I think this api would also solve my allocation issues. :+1:

It's kinda confusing that in the context of a host function using the Caller struct, data refers to the generic type parameter T, but in the Memory struct it's swapped, data refers to raw bytes and store to the generic type.

view this post on Zulip Wasmtime GitHub notifications bot (Apr 07 2025 at 14:38):

alexcrichton commented on issue #10521:

It's true it's unfortunate, but we're only so good at naming...

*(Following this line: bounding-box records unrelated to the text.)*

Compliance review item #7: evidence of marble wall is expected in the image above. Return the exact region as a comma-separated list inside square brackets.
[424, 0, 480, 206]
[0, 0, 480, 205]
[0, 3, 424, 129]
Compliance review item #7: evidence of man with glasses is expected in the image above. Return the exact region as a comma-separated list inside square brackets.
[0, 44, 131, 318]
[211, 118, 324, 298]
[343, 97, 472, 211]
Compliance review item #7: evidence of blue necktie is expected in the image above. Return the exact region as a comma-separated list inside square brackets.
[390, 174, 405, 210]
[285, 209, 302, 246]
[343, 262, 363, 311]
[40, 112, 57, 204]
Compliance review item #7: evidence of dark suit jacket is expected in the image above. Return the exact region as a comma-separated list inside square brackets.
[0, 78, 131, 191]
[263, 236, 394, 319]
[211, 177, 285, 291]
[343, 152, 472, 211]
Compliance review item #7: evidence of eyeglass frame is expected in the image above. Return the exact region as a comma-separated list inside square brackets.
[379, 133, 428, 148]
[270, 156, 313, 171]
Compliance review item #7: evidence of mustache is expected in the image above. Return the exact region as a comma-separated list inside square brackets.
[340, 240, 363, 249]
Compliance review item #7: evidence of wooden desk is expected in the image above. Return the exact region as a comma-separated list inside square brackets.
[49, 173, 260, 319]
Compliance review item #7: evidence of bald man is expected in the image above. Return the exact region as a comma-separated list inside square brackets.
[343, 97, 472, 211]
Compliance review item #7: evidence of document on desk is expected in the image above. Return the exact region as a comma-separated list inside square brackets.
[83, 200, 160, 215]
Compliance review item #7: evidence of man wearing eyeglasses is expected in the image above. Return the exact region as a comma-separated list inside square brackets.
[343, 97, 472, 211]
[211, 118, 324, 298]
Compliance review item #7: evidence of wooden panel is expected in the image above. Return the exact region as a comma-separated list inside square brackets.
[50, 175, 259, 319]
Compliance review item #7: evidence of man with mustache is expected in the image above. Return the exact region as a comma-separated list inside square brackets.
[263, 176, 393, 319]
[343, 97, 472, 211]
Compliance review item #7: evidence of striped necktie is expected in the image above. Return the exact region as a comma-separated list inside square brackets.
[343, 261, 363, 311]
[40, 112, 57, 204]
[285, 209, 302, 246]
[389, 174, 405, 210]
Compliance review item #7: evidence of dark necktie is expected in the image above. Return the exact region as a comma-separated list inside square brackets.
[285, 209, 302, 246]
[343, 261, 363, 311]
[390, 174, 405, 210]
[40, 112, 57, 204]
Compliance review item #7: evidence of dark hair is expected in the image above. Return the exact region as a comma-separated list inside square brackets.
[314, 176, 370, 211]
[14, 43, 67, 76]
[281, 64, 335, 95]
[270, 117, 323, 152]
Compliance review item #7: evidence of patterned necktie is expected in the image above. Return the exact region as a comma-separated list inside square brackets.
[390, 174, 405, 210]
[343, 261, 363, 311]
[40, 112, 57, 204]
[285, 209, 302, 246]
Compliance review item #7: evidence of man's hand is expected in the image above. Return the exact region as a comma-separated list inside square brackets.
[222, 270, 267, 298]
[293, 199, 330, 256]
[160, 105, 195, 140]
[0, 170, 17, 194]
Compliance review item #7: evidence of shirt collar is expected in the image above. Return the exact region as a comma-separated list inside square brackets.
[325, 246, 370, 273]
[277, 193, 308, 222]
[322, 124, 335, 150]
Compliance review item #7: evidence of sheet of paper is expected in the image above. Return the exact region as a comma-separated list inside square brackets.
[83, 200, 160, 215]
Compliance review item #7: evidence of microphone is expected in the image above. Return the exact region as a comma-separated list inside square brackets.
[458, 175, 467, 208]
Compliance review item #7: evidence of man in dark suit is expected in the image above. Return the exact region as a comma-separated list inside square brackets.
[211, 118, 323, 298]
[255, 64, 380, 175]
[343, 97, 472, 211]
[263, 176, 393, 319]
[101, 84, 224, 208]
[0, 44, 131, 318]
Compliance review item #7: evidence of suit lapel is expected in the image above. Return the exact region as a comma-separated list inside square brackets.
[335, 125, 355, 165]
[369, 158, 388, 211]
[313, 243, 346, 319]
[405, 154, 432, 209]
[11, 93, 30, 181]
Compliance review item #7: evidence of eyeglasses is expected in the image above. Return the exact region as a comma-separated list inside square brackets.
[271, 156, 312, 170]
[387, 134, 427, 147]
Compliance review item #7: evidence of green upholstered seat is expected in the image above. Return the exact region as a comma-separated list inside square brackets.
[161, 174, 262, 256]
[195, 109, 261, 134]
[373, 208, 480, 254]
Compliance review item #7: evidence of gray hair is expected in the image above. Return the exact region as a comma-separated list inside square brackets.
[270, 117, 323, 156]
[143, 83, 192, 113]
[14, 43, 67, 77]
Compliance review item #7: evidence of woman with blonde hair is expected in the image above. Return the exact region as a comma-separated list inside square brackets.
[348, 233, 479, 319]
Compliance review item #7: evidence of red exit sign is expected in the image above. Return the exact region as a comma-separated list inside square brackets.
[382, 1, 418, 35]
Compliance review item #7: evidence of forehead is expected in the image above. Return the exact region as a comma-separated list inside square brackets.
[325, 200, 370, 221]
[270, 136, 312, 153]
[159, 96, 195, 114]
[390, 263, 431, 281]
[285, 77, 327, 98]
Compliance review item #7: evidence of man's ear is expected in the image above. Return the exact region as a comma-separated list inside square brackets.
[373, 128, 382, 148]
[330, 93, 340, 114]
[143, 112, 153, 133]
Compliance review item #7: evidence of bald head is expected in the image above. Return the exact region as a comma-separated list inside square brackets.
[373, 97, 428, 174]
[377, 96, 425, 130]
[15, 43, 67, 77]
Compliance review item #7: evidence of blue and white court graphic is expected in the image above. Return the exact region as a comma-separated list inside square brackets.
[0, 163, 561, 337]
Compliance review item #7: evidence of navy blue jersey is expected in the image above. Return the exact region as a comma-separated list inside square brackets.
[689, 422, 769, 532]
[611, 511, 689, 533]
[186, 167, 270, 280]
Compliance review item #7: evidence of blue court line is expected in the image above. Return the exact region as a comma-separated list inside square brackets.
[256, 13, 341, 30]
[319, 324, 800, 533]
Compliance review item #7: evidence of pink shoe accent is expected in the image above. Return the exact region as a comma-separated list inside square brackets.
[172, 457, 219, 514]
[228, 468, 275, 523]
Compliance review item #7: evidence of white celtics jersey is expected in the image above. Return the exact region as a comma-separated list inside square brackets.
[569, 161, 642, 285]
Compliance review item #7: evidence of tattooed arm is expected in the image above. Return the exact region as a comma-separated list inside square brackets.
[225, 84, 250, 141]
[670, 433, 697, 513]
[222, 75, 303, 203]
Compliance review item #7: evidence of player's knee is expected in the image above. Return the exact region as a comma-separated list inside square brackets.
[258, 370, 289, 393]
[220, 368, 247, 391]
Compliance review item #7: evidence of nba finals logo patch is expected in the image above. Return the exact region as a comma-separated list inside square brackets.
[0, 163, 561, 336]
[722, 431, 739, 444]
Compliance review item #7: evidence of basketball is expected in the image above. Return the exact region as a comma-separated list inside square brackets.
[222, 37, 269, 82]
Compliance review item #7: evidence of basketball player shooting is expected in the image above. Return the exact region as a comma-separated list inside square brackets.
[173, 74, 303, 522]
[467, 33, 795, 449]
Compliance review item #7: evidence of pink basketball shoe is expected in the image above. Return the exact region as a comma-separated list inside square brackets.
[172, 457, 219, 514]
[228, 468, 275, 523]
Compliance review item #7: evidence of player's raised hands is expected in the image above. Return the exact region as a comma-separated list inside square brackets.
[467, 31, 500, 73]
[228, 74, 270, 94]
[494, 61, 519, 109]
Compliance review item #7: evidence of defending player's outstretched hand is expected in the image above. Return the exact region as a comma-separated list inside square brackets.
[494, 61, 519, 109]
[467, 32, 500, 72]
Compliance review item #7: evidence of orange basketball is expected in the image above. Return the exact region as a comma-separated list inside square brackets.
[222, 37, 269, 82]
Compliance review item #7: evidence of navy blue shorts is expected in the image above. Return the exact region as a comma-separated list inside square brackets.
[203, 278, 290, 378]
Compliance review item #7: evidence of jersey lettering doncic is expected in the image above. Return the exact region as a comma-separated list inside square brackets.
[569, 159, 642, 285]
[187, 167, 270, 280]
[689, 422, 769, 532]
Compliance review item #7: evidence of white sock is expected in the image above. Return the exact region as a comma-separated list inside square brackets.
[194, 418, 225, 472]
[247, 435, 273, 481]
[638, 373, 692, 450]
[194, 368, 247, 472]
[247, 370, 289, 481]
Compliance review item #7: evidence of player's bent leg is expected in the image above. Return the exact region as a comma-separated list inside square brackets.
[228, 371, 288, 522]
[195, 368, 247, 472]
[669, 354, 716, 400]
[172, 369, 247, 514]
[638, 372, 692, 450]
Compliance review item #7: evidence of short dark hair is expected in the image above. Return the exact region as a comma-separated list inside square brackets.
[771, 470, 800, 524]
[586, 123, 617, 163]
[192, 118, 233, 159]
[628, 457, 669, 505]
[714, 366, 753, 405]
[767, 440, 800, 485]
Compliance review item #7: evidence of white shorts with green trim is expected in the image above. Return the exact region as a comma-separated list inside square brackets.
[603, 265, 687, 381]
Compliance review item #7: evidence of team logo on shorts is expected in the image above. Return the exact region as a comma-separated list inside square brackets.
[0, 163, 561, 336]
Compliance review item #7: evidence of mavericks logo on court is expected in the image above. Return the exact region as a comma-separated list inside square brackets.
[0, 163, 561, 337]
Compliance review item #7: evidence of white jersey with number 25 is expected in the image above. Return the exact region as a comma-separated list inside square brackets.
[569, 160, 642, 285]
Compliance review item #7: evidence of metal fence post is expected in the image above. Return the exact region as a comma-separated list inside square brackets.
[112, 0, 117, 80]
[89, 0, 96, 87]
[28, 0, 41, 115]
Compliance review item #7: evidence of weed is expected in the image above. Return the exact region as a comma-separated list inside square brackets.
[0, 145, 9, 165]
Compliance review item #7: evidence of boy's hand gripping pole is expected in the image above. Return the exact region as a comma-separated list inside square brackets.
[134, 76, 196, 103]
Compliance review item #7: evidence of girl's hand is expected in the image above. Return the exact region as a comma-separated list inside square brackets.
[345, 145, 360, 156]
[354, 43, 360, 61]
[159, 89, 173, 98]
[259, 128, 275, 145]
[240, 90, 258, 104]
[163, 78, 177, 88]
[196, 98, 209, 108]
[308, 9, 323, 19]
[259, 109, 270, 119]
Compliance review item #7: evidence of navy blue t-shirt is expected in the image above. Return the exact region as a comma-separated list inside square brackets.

Given that it works for you though I'm going to close this, but if you have anything further feel free to post here as well

view this post on Zulip Wasmtime GitHub notifications bot (Apr 07 2025 at 14:38):

alexcrichton closed issue #10521:

Feature

Currently it's not possible to have a mutable reference to custom store data and something like store memory at the same time.
E.g, the following doesn't compile:

fn hostfunc(mut caller: Caller<'_, CustomData>, (ptr, len): (i32, i32)) -> Box<dyn Future<Output = anyhow::Result<i32>> + Send + '_> {
    let buf: &mut Vec<u8> = caller.data_mut().buf;
    let Some(Extern::Memory(m)) = caller.get_export("memory") else { panic!() };
    m.read(&caller, ptr as usize, buf)?;
    return Ok(0);
}

By changing the struct layout of Caller<'_, CustomData> into something like

pub struct Context<'a, T> {
    pub caller: Caller<'a> // caller without data
    pub data: &'a mut T,
}

you can access the caller and data fields seperately.
The compiler is smart enough to allow mutable references to disjoint struct fields.

Benefit

code like this would typecheck:

fn hostfunc(mut ctx: Context<'_, CustomData>, (ptr, len): (i32, i32)) -> Box<dyn Future<Output = anyhow::Result<i32>> + Send + '_> {
    let buf: &mut Vec<u8> = ctx.data.buf;
    let Some(Extern::Memory(m)) = caller.get_export("memory") else { panic!() };
    m.read(&ctx.caller, ptr as usize, buf)?;
    return Ok(0);
}

when copying data to or especially from wasm memory, you can skip an additional allocation that would otherwise be necessary.

Implementation

Expose data and the wasm Caller / Store as seperate (public) struct fields.

Alternatives

Current workarounds to the concrete problem of copying memory would be

both solutions have drawbacks.
either you introduce another allocation, or you give up on some type safety by unwrapping options.